If this attack were only theoretical, why did we go to such lengths to be constant time in the BN mod function for keygen? I'm not saying it's exploitable, just that we need to be cautious.
I would like to see even a theoretical attack on this BN_mod_inverse use in the RSA keygen. How would it work given the key is generated once so there is no real chance for the attacker to do repeated measurement to gather some statistics. But yeah, if making BN_mod_inverse consttime would not cost much, it would make sense.
@t8m These seem to be very closely related:
- Section 3.3 of https://urn.fi/URN:ISBN:978-952-03-2289-2 (for a brief recap)

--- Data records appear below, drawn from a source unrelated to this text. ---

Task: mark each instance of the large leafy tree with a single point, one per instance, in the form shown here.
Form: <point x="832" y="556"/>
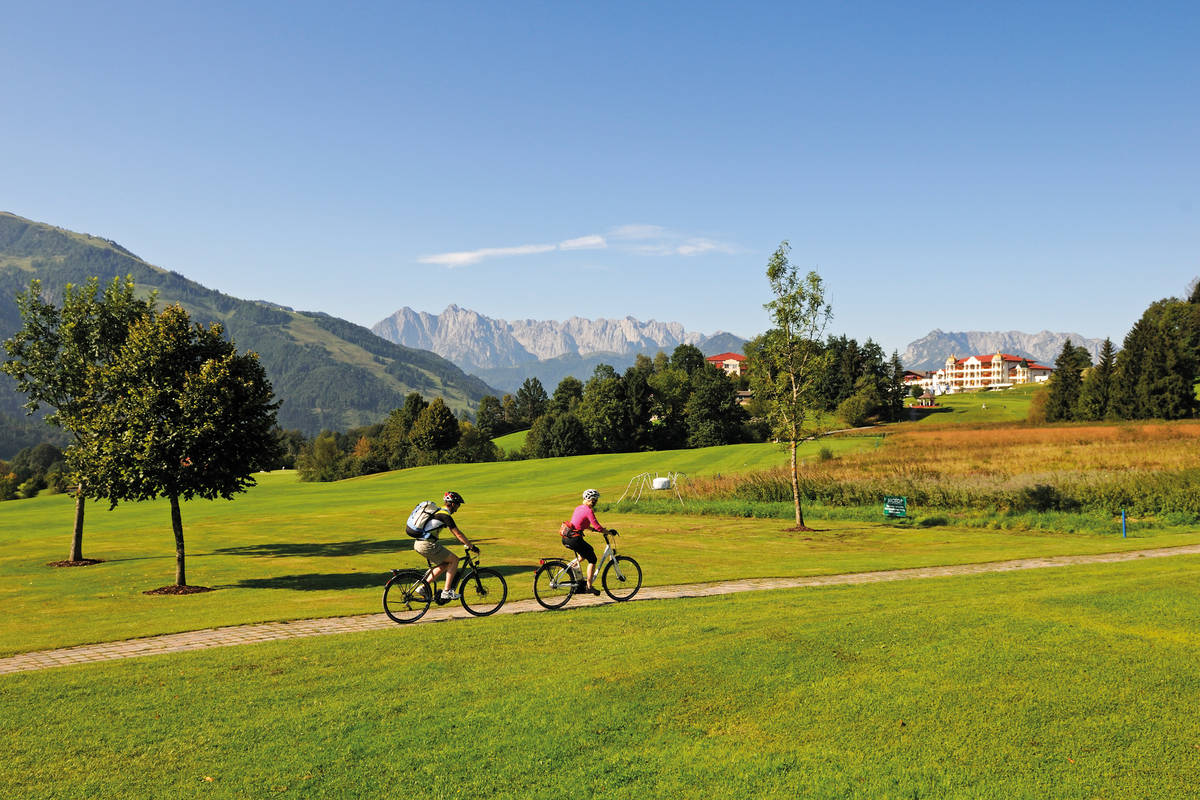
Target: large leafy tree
<point x="57" y="348"/>
<point x="567" y="395"/>
<point x="604" y="410"/>
<point x="688" y="358"/>
<point x="532" y="401"/>
<point x="490" y="417"/>
<point x="787" y="361"/>
<point x="557" y="434"/>
<point x="436" y="429"/>
<point x="177" y="413"/>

- https://doi.org/10.13154/tches.v2019.i4.213-242
- https://doi.acm.org/10.1145/3196494.3196524
If the attacker can probe the keygen process often enough (either through power side channel or through microarchitecutral means), they may be able to deduce exact code path taken
That being said, this:
/* (Step 1) GCD(2r1, r2) = 1 */
&& gcd_isone(tmp, r1x2, r2, ctx)
/* (Step 2) R = ((r2^-1 mod 2r1) * r2) - ((2r1^-1 mod r2)*2r1) */
&& BN_mod_inverse(R, r2, r1x2, ctx)
is calling BN_mod_inverse twice over the same arguments, so if inverse is leaky in an exploitable way, it's a problem already, and this change doesn't make the situation worse.
The second change is much harder to say if it makes the code more vulnerable or not.
Do you think it would be useful to have a public symbol BN_gcd_isone()?
Not sure if anyone noticed the comment related to the default provider. i.e the multi prime keygen already uses the inverse instead of BN_gcd() - so this has been used like this for quite a long time.
Do you think it would be useful to have a public symbol BN_gcd_isone()?
I think we should expose it as a BN_are_coprime() call.
What am I supposed to do with the tmp inv param? I was trying to avoid allocating it internally? (add it as an optional last param?)
BN_mod_inverse is allocating a pile of BIGNUMs internal, I doubt one more will hurt any.
Needs rebase or putting the libcrypto.num entry at some more clever place :grin:
This pull request is ready to merge
@paulidale please reconfirm
This pull request is ready to merge
Merged to master and 3.1 branches (after fixing the version in libcrypto.num entry). Thank you.